NetPluck is a tool allows you to remotely extract assets, typically files, from local and remote archives, such as a zip, without fetching or opening the entire archive. NetPluck was specifically designed to be used for very large .zip files that were stored in remote locations such as buckets on Backblaze and CDNs. It is extremely useful if you want to fetch the list of files or extract specific files of very large remote files.
If you intend to fetch and extract all the contents of the archive or your files are very small you don't need this library.
There are three key features of NetPluck:
- Works very efficiently on large files
- Can tell you what's in the file without reading the entire thing
- Extracts specific files without reading the entire thing
NetPluck provides a CLI tool via netpluck and the core python libraries.
- zip
- zip64
- Local Files
- Remote Files over HTTP or HTTPS that support range
- Backblaze B2
netpluck --path sample_data.zip --toc
empty.txt
lava.png
message.txt
nova.bmp
triangles.png
You can pass regular expressions using --filter to extract files. If you do not specify the --out argument it will default to ./output/
netpluck --path sample_data.zip --filter="\.*bmp" --out ./output/
[1/1] 100.00% nova.bmp => ./output/nova.bmp
You can also use the --flatten flag if you want to strip all directories from the resulting output, this will dump all extracted matches into your output folder with no hierarchy.

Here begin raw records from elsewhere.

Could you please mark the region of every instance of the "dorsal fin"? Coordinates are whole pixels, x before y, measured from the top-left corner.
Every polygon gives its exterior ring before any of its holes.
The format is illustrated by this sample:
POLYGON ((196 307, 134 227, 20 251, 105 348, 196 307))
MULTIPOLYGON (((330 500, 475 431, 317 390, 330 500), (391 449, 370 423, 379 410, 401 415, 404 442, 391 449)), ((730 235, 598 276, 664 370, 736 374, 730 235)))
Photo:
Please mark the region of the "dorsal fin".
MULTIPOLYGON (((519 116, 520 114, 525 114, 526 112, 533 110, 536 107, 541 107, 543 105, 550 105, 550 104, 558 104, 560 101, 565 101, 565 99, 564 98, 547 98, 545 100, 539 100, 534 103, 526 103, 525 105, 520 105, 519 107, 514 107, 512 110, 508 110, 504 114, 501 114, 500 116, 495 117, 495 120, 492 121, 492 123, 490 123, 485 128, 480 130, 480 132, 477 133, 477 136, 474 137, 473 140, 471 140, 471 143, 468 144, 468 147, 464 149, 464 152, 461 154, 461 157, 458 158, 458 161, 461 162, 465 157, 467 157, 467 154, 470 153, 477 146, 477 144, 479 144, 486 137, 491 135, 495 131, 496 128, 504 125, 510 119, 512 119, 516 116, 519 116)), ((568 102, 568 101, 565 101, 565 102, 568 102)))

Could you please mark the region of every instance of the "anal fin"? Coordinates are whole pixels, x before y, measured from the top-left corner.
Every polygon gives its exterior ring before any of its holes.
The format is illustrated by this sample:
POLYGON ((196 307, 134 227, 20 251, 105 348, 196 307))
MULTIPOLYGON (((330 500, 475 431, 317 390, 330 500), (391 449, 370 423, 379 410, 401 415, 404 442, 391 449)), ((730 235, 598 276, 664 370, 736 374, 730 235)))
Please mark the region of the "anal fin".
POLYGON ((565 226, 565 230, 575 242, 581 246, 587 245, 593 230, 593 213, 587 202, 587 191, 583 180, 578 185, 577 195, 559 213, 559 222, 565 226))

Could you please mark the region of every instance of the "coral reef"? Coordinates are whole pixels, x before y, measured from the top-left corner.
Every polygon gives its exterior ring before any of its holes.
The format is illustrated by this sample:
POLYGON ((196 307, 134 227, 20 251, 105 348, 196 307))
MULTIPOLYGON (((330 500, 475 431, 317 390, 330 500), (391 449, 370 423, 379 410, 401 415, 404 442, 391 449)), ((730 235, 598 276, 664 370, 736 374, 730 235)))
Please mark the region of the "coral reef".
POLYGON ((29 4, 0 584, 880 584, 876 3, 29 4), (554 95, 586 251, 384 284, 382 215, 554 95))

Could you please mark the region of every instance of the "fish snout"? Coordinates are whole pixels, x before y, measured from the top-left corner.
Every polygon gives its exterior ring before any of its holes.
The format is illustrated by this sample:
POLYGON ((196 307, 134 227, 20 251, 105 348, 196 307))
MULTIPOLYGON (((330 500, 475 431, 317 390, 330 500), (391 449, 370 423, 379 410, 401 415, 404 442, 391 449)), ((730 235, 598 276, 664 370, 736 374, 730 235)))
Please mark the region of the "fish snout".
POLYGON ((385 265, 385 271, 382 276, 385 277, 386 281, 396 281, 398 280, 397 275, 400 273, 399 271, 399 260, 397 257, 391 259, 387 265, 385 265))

You can enable the --stats flag to see data about bytes and lookups made.
netpluck --path sample_data.zip --stats --filter="\.*txt" --out ./output/
[1/2] 50.00% empty.txt => ./output/empty.txt
[2/2] 100.00% message.txt => ./output/message.txt
File size: 1.52MB
Cache hits: 7 size: 1.37KB
Uncached reads: 3 size: 64.10KB
Bytes saved: 1.46MB 95.88%
In this instance we read 64kb of the 1556kb file while extracting the two txt files.
Protocols in NetPluck are handled by a prefix like: https:// or b2:// to add new ones you must modify the netpluck.py main class and ProtocolType enum. Make sure you modify the _guess_protocol method so it can automatically determine the appropriate one.
Archive types can be extended by adding your own handler to netpluck/virtual_archive and subclassing the VirtualArchive. Be sure to implement all interfaces exposed by VirtualArchive. See the existing zip archive handler for an example. Typically this means you implement __init__ and _read_uncached_range. See netpluck/virtual_file/local.py or netpluck/virtual_file/http.py for a simple example.
You may also need to add a new virtual file type depending on how your data is queried which can be done just like VirtualArchive but with VirtualFile.